Inherent Vice review: Harvard Crimson
Mark Kohut
markekohut at yahoo.com
Sat Sep 19 15:26:02 CDT 2009
yes, the young lady overgeneralizes about the standard size of most generic mysteries you wouldn't want to read.
And, as we all know, the riviews were very evaluative....
--- On Sat, 9/19/09, Robin Landseadel <robinlandseadel at comcast.net> wrote:
> From: Robin Landseadel <robinlandseadel at comcast.net>
> Subject: Re: Inherent Vice review: Harvard Crimson
> To: pynchon-l at waste.org
> Date: Saturday, September 19, 2009, 3:12 PM
> On Sep 19, 2009, at 7:20 AM, János
> Székely wrote:
>
> > "the normally lean detective genre"
> >
> > I never thought of Chandler as "lean" (and maybe not
> even as "normal").
> >
> > János
>
> Well, there's plenty of other gross errors of judgement in
> Ms. Jillian J. Goodman's review. In fact I'd say that the
> quirks of Chandler's descriptive prose left a heavy imprint
> on Pynchon:
>
> All of this perhaps explains why the
> critical response to
> “Inherent Vice,” released earlier
> this summer, has been long on
> career retrospection and short on
> evaluation. So let me say it
> now: “Inherent Vice” is not a very
> good novel. It’s not engaging.
> It’s not inventive. It’s not
> intricate, and it’s not precise. What it is,
> though, is an opportunity to examine the
> stately decline of one
> of literature’s most enigmatic and
> gigantic figures.
>
> I disagree. Plenty of folks found it engaging, Doc
> Sportello is Pynchon's most sympathetic protagonist so far.

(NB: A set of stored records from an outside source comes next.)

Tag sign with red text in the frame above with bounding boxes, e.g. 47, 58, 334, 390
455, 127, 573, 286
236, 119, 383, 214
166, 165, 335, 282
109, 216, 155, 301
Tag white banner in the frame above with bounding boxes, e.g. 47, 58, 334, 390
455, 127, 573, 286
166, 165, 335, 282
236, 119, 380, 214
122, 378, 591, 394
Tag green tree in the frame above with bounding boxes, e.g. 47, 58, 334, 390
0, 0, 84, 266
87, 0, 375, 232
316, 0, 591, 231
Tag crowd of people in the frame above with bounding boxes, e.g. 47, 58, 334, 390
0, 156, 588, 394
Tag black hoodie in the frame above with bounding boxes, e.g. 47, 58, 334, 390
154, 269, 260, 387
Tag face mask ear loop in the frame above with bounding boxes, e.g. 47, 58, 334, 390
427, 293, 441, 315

> That Tommy's Burger thing was plenty precise, as are the
> quirky/weird songs he chooses for the soundtrack. I suspect
> that Inherent Vice is plenty intricate, but pulling out
> pattern in this case is just as much work as any other
> Pynchon novel—check citations, if some citation is
> obviously wrong, then ask why. This is a guy that knows that
> if you're going to use a handgun to produce a cool effect
> for your song arrangement, make sure that gun blast is in
> the same key as the song.
>
> And we've only lived with this particular beast for seven
> weeks or so, give or take a few.
>
> I'll give an example: the last page of Inherent Vice ends
> on Pynchon's thirty-third birthday. We know this because of
> the playoff game cited, where the Knicks beat the Lakers in
> the 1970 NBA playoffs. Earlier in the book, on page 113,
> Kareem Abdul-Jabbar is mentioned, a basketball great who
> didn't didn't change his name from Lew Alcindor until 1971:
>
> In 1971, several years after
> converting to Islam, he changed his name
> to Kareem Abdul-Jabbar (Arabic: كريم عبد الجبار
> Karīm ‘Abd
> al-Jabbār).
>
> http://en.wikipedia.org/wiki/Kareem_Abdul-Jabbar
>
> The dating of the book's last scene is too laden with
> significance to be accidental. So one might ask where we are
> being pointed when time gets out of joint. Of course, this
> is a fictional world, but it is still a fictional world full
> of details that co-respond to this so-called real
> world. Is there something that happened in the spring
> of 1971 we need to look at in the context of this novel? Is
> it just brain-fog and if it is brain-fog, is it Larry's or
> Tom's?
>
> At the same time, the author drops all sorts of info
> concerning black ops in the U.S.A. during the Nixon Regime,
> quite specific times, places, names, going on about the
> subject of the CIA here more than in any other novel. I find
> it hard to believe the detail of Kareem Abdul-Jabbar's name
> being seemingly a year off is mere sloppiness so I
> have to wonder what the author is aiming at. It looks to me
> that Inherent Vice depicts a growing police state, an
> Orwellian sense of dystopia that's growing under the glowing
> descriptive passages, funky restaurants and the
> wonderful/terrible jokes of Gordita Beach. At the same time
> it is also clear that Inherent Vice is designed to be as
> much of a Beach Read as the author can manage to come up
> with, considering his odd languages choices and all.
> Besides, let's face it, he ain't no Dan Brown. But Pynchon
> is still investigating the same territories he always did,
> asking a lot of the same questions, this time deliberately
> making a novel that would be accessible to folks outside the
> P-List. I have to wonder, at this late stage of the game,
> why Pynchon would want to do such a thing.